La osadía de Arnao Pérez llegó al punto de que ese mismo día, por la tarde, reapareció cerca del prostíbulo victoriano. Por ello la Policía avisó a la brigada de Asuntos Criminales para que lo interceptara, pues era ese organismo el encargado de su caza.
Arnao se había quitado el uniforme policial y andaba “con un terno azul marino oscuro”, anotaba el cronista de El Comercio. El sujeto se escabulló como pudo y evadió un primer cerco. La brigada fue reforzada por los agentes más decididos y con más experiencia. Todos querían enfrentarlo, ya que sabían que no se entregaría, sino que lucharía hasta con los dientes para no ser atrapado.

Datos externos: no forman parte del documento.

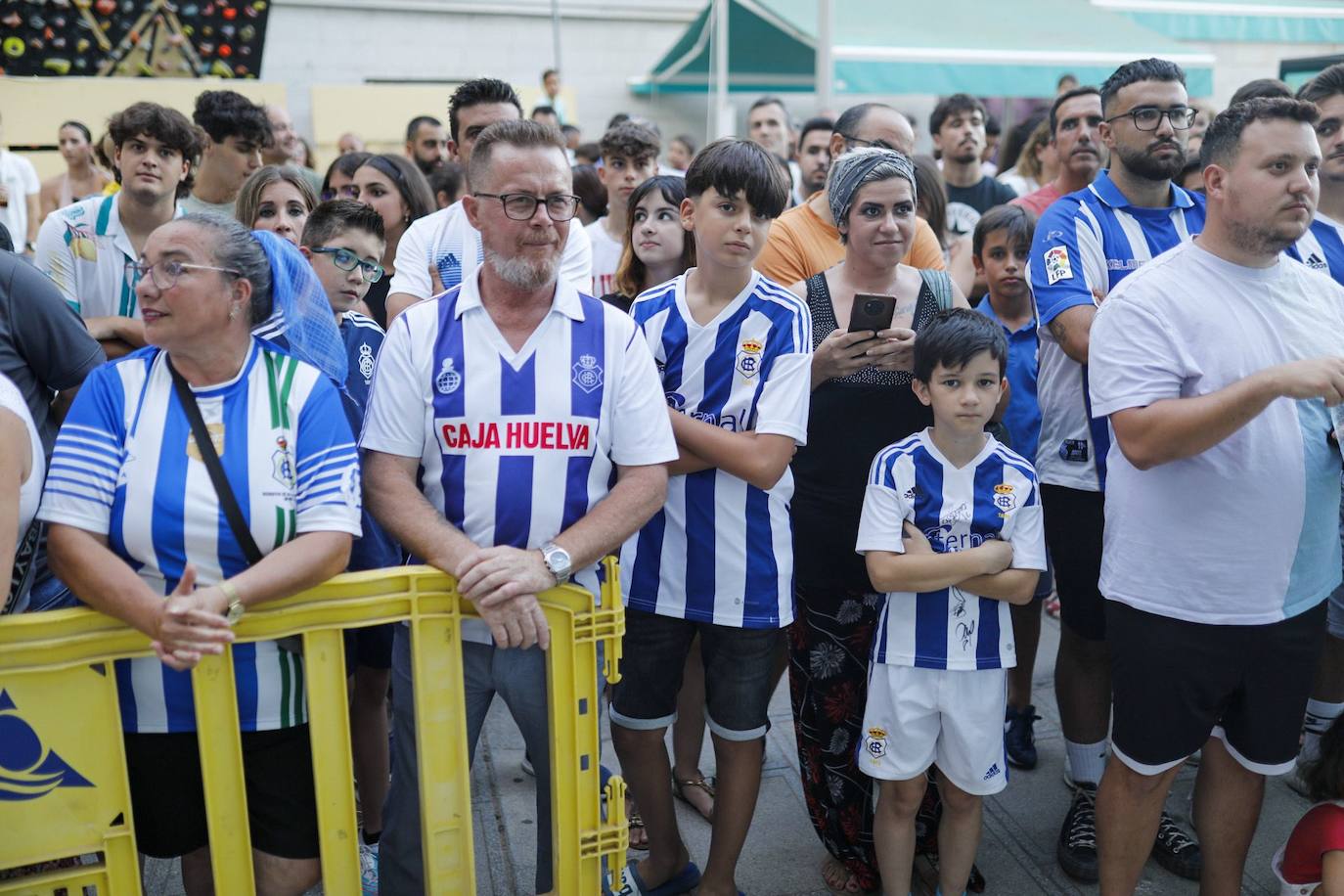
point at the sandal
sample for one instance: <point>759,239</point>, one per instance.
<point>841,881</point>
<point>701,784</point>
<point>637,825</point>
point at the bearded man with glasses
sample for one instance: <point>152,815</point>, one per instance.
<point>510,381</point>
<point>1086,244</point>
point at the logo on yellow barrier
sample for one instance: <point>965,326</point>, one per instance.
<point>28,769</point>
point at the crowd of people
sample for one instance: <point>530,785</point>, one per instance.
<point>843,411</point>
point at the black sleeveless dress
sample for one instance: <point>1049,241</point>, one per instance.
<point>836,610</point>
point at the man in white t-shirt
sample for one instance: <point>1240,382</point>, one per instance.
<point>85,247</point>
<point>19,193</point>
<point>1221,539</point>
<point>629,157</point>
<point>441,250</point>
<point>500,416</point>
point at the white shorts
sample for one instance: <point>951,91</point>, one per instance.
<point>917,718</point>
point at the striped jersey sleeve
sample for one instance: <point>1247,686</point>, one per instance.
<point>87,457</point>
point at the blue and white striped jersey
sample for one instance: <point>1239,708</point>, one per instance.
<point>516,446</point>
<point>995,496</point>
<point>1088,242</point>
<point>125,467</point>
<point>721,550</point>
<point>1322,247</point>
<point>363,337</point>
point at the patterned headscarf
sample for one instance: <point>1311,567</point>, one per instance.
<point>859,166</point>
<point>300,309</point>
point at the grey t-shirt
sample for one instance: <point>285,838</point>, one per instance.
<point>45,347</point>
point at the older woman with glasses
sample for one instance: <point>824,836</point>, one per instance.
<point>195,478</point>
<point>861,402</point>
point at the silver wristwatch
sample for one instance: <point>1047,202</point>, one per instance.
<point>557,561</point>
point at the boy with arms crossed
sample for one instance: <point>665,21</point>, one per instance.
<point>736,355</point>
<point>952,531</point>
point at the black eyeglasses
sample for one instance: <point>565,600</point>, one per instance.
<point>348,261</point>
<point>523,205</point>
<point>164,273</point>
<point>875,144</point>
<point>1150,117</point>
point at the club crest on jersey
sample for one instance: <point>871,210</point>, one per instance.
<point>749,357</point>
<point>588,374</point>
<point>876,743</point>
<point>283,464</point>
<point>366,362</point>
<point>1056,265</point>
<point>448,379</point>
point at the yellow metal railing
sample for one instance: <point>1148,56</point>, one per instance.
<point>64,787</point>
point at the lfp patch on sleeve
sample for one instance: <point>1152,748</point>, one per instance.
<point>1056,265</point>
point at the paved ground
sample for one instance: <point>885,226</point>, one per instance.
<point>783,855</point>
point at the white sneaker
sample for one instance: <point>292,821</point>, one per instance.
<point>367,867</point>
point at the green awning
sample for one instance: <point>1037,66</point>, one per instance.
<point>894,47</point>
<point>1236,21</point>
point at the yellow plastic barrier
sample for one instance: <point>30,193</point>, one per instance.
<point>64,787</point>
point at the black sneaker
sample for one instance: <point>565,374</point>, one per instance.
<point>1019,738</point>
<point>1178,850</point>
<point>1077,849</point>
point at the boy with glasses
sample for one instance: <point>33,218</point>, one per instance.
<point>343,240</point>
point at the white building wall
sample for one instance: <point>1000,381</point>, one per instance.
<point>601,43</point>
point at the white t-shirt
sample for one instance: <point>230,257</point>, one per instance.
<point>516,446</point>
<point>1247,531</point>
<point>83,248</point>
<point>606,256</point>
<point>448,241</point>
<point>29,492</point>
<point>21,177</point>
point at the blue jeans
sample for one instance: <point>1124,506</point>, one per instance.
<point>519,677</point>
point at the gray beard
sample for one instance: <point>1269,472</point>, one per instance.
<point>524,274</point>
<point>1260,240</point>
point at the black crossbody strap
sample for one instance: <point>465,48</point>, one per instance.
<point>227,503</point>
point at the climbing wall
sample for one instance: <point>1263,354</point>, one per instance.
<point>132,38</point>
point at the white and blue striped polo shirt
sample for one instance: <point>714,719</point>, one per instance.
<point>1322,247</point>
<point>516,446</point>
<point>1088,242</point>
<point>722,550</point>
<point>994,496</point>
<point>125,467</point>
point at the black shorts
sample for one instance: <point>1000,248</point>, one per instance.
<point>168,801</point>
<point>739,675</point>
<point>1176,683</point>
<point>370,647</point>
<point>1074,521</point>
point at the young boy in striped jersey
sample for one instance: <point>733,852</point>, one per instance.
<point>952,531</point>
<point>343,241</point>
<point>734,351</point>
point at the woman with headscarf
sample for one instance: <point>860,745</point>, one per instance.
<point>194,478</point>
<point>861,402</point>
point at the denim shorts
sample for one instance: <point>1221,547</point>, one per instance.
<point>739,673</point>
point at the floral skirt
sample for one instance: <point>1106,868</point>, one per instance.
<point>829,643</point>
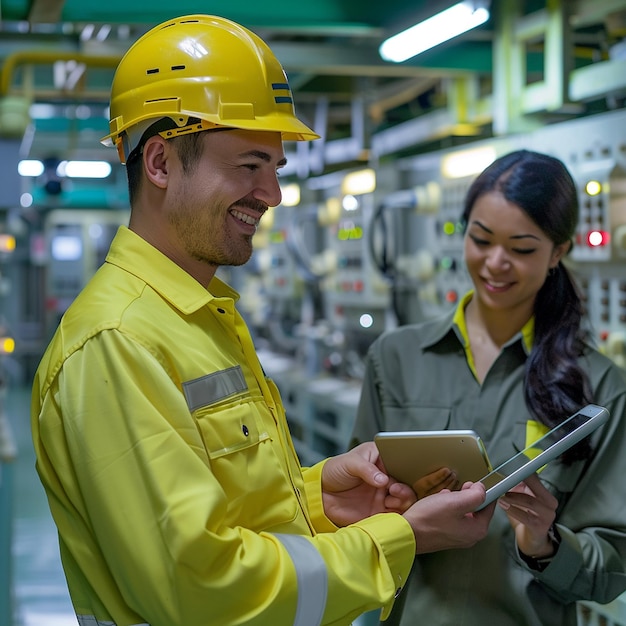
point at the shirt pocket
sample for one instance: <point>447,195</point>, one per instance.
<point>244,454</point>
<point>417,418</point>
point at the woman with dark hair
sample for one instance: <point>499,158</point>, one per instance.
<point>512,361</point>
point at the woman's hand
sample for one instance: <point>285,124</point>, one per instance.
<point>531,510</point>
<point>355,486</point>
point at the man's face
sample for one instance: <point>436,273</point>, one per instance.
<point>214,208</point>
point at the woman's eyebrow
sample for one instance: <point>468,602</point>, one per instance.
<point>521,236</point>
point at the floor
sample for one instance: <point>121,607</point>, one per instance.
<point>40,593</point>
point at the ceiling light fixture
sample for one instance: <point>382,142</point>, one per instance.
<point>431,32</point>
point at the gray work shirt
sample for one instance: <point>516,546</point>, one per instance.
<point>418,378</point>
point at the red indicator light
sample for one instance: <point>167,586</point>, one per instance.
<point>597,238</point>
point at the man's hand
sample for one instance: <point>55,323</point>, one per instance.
<point>531,510</point>
<point>447,519</point>
<point>355,486</point>
<point>443,478</point>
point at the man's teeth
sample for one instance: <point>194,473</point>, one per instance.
<point>245,218</point>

Esa noche, la sección de Asuntos Criminales de la Policía, bajo la jefatura del oficial Juan Benavides, armó una red de vigilancia entre el Parque Universitario, por la Casona de San Marcos y el “barrio” de La Victoria. En esos márgenes se estaba movilizando el escurridizo Eduardo Arnao. La Policía lo describió como alguien que parecía estar buscando a alguien, quizás a la mujer con la que estuvo la noche anterior. Ya sabía que esta lo había traicionado con las autoridades.
Arnao tuvo un problema adicional: no podía conseguir un automóvil. La Policía había comunicado a todos los taxistas y demás personas del servicio de transportes que tuvieran cuidado con el delincuente. Su rostro estaba en todas partes.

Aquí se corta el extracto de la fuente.